La cancelación nacionalista

Cuando el juicio último sobre la moral no le pertenece a Dios, entonces se le concede a la comunidad

Actualizada 09:55

«Nadie bajo la bandera de Rusia debería poder competir», decía hace unos días el ministro de deporte británico, y así creía que el nacionalismo imperialista de Putin se puede combatir con su plomizo nacionalismo calvinista. Porque el mundo anglosajón tiene en su ADN religioso los elementos de un nacionalismo moralista que ningún país de oriente podrá ni siquiera tocar con la punta de los dedos.
Decía Jiménez Lozano, en una de sus crónicas cuando «El caso Lewinsky» que acabó con la carrera de Clinton, que «cuando se ve escapando a aquellos caballeros de Inglaterra hacia Nueva Inglaterra, en el Mayflower, se tiene un poco la impresión de que no es que huyeran por estar perseguidos, sino que se les proporcionó ese viaje de mil amores con tal de que se fueran porque hacían la vida imposible a los demás». Y es que hoy, como entonces, hay un tufo moral en las políticas de la cancelación norteamericanas e inglesas que se nos empieza a atragantar a muchos.
Nadie podrá competir bajo la bandera rusa, dice el citado ministro, pero es que bajo su bandera en poco tiempo nadie podrá ni respirar, porque la bandera nacional se les está convirtiendo en un paraguas estrecho bajo el que cada vez caben menos cabezas.
Es frecuente encontrarse en las universidades americanas charlas testimoniales como complemento moral a la formación técnica. Antiguos alcohólicos, delincuentes sexuales y conversos dan charlas en público sobre su vida nueva y sus pasadas miserias. Lo que llama la atención es la falta de pudor a la hora de confesar sus vicios. Suelen empezar con un «Yo antes era, hacía, me sentía…» y continúan con una prolija descripción de los detalles de los vicios morales del ponente. Esas cosas aquí no las vemos, y allí, cosa increíble, acaban con un sonoro aplauso. Yo no daba crédito hasta que no comprendí que se trata de un tipo de confesión pública que necesita de la aprobación de la comunidad. El reo la necesita para poder seguir adelante, o será expulsado para siempre del lugar.

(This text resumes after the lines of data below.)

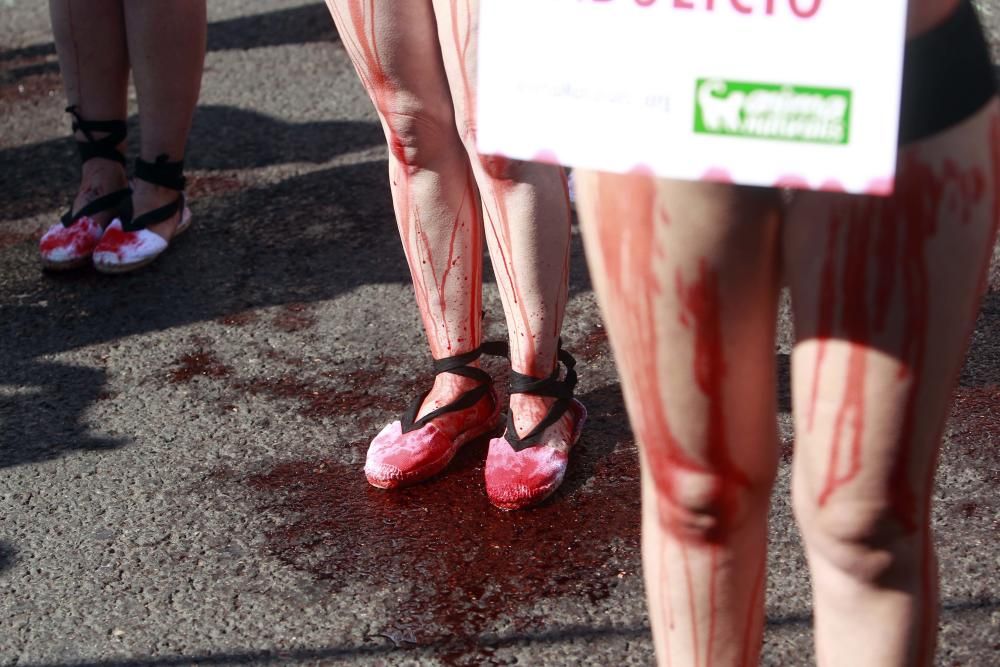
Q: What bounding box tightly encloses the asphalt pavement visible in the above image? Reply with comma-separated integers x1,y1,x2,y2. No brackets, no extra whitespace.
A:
1,2,998,666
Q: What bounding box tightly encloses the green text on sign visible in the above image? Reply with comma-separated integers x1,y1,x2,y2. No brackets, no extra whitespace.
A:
694,79,852,145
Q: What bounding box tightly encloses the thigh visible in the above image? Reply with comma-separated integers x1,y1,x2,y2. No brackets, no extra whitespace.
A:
785,99,999,532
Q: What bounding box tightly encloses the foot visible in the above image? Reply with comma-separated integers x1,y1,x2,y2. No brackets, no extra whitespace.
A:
485,395,587,511
365,367,501,489
39,158,127,270
131,179,183,242
92,176,191,274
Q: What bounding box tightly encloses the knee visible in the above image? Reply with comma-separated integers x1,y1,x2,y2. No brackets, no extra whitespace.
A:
795,496,919,585
378,104,460,172
654,464,772,545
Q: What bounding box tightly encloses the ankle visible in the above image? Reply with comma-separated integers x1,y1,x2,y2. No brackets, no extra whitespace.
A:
131,180,181,211
80,159,127,190
509,393,558,436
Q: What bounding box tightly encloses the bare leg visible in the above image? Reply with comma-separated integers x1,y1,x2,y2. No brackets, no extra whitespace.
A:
431,0,573,438
122,0,206,240
325,0,490,433
576,173,782,665
49,0,129,225
786,99,999,667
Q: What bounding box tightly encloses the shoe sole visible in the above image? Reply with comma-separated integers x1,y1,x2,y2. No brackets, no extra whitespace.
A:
489,399,589,511
93,207,192,275
366,404,504,490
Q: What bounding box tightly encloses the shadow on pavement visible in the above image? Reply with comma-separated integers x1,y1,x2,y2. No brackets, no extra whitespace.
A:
0,158,403,469
0,105,383,221
13,624,651,667
0,540,17,575
10,596,1000,666
0,3,339,87
206,2,338,52
0,361,127,468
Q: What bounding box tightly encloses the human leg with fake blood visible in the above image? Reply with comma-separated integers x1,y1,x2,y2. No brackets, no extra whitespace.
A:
41,0,205,273
574,0,998,663
324,0,585,509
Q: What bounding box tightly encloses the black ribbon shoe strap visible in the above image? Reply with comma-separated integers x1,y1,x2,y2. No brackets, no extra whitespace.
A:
400,341,508,434
121,193,185,233
66,105,127,166
135,155,187,191
504,343,579,451
60,187,132,227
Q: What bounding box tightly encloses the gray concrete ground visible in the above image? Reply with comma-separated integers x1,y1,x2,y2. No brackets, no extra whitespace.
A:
1,2,998,665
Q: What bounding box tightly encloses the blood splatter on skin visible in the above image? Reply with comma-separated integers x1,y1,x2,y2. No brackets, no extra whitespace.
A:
592,173,759,664
816,205,872,507
675,259,749,533
329,0,480,358
809,148,990,519
805,113,998,667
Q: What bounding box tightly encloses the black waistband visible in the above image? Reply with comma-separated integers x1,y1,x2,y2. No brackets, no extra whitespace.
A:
898,0,997,145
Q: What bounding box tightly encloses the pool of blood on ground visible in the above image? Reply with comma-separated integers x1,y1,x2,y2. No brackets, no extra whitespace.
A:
238,395,639,659
243,442,639,655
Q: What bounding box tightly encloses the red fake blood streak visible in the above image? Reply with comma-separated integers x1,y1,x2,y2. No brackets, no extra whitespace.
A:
889,129,993,665
93,225,138,258
676,259,750,665
594,173,685,651
39,220,95,256
332,1,469,356
593,174,696,515
807,215,840,431
817,208,871,506
739,552,766,667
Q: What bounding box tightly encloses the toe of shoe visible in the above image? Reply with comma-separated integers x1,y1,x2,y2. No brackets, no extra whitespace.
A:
485,440,568,510
39,220,101,263
93,223,168,267
364,421,456,488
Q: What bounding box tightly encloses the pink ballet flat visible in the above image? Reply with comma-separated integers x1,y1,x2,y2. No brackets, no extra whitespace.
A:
485,345,587,510
364,342,508,489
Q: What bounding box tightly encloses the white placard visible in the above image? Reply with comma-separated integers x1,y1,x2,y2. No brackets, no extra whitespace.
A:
477,0,908,195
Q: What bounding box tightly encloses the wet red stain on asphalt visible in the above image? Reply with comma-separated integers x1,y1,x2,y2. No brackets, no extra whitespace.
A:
575,326,610,362
272,303,318,333
0,230,32,251
186,174,243,198
243,425,639,663
168,350,233,383
948,385,999,480
217,311,259,327
240,370,402,426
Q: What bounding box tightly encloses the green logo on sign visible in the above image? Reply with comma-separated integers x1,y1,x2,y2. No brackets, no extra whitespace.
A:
694,79,852,145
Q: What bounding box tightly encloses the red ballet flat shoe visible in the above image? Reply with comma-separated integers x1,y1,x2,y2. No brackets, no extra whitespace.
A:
485,344,587,510
365,342,508,489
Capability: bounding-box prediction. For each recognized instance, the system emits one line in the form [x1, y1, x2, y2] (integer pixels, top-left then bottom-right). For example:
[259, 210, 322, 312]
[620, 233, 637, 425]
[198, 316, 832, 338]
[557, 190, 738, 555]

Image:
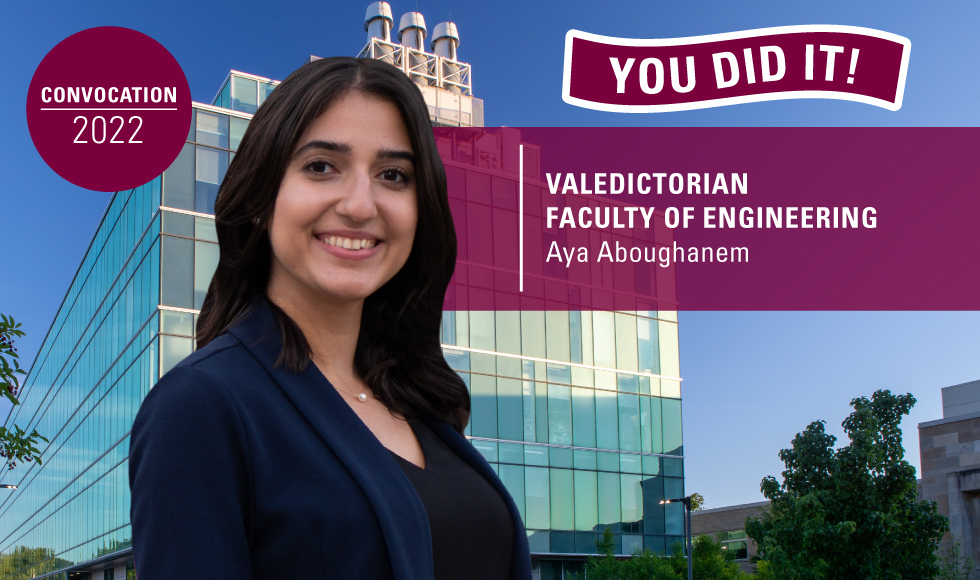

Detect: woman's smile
[316, 230, 384, 260]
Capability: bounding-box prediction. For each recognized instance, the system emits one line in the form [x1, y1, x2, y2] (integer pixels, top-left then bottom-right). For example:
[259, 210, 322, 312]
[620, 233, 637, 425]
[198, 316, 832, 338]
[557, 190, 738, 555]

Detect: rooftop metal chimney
[364, 2, 393, 43]
[430, 22, 459, 61]
[398, 12, 427, 50]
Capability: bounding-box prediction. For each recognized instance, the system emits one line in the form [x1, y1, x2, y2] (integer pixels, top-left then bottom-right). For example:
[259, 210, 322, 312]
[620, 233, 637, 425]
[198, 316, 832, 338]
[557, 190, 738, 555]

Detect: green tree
[937, 538, 973, 580]
[575, 528, 677, 580]
[0, 314, 47, 471]
[746, 390, 949, 579]
[668, 536, 746, 580]
[573, 529, 749, 580]
[690, 492, 705, 511]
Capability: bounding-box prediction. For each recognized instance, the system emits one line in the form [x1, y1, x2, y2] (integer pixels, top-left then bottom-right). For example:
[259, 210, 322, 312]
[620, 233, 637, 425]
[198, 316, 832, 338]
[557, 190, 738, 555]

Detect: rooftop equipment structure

La confesión privada nos libra del linchamiento público que ellos practican como consecuencia de su calvinismo moral

En el mundo anglosajón educado se asume la opinión de que los católicos somos unos laxos en lo moral porque creemos que con la confesión tenemos patente de corso. Dicen que nos da igual lo que hagamos porque sabemos que Dios nos perdonará en confesión. Lo que no comprenden es que la confesión privada nos libra del linchamiento público que ellos practican como consecuencia de su calvinismo moral. Allí, el pecador ha de ser perdonado y revalidado por la «buena sociedad», como los censores romanos, pero vestidos de negro y armados con panfletos y leyes canceladoras. El dedo acusatorio del moralismo anglosajón pretende llegar hasta la conciencia, y lleva las guerras hasta unos límites intolerables.
Si uno pasea por las calles de los barrios de la América de los padres fundadores, la que tiene poca influencia afroamericana, italiana o irlandesa, ve casas con grandes ventanales sin cortinas. Se podría pensar que es para que entre mejor la luz, y es verdad, pero también lo es para que la frontera entre lo interior y lo exterior, lo público y lo privado, la conciencia y la ley, quede determinada por el juicio comunitario. Allí, el que tiene cortinas es porque tiene algo que ocultar, y el que no las tiene es porque puede mostrar una vida privada inmaculada a los demás. Lo que no sabemos es lo que sucede en los sótanos, porque esos no tienen ni cortinas ni ventanas.
No basta rendir las plazas, juzgar los actos o moderar los vicios públicos, también hay que rendir las banderas del alma: la opinión, el pensamiento y las intenciones. Porque lo que en realidad sucede allí es que, cuando el juicio último sobre la moral no le pertenece a Dios, entonces se le concede a la comunidad. Esta es la matriz común de todos los nacionalismos.
Bien está condenar a Putin y una guerra manifiestamente injusta, pero si tiramos el agua sucia de la bañera con el bebé dentro, habremos conseguido cambiar un nacionalismo oriental por un nacionalismo calvinista, y esto, no me cabe duda, sería lo peor que nos podría pasar. Dejemos a Medvedev jugar en paz al tenis, y de paso que nos dejen también en paz a los demás con sus batallas canceladoras.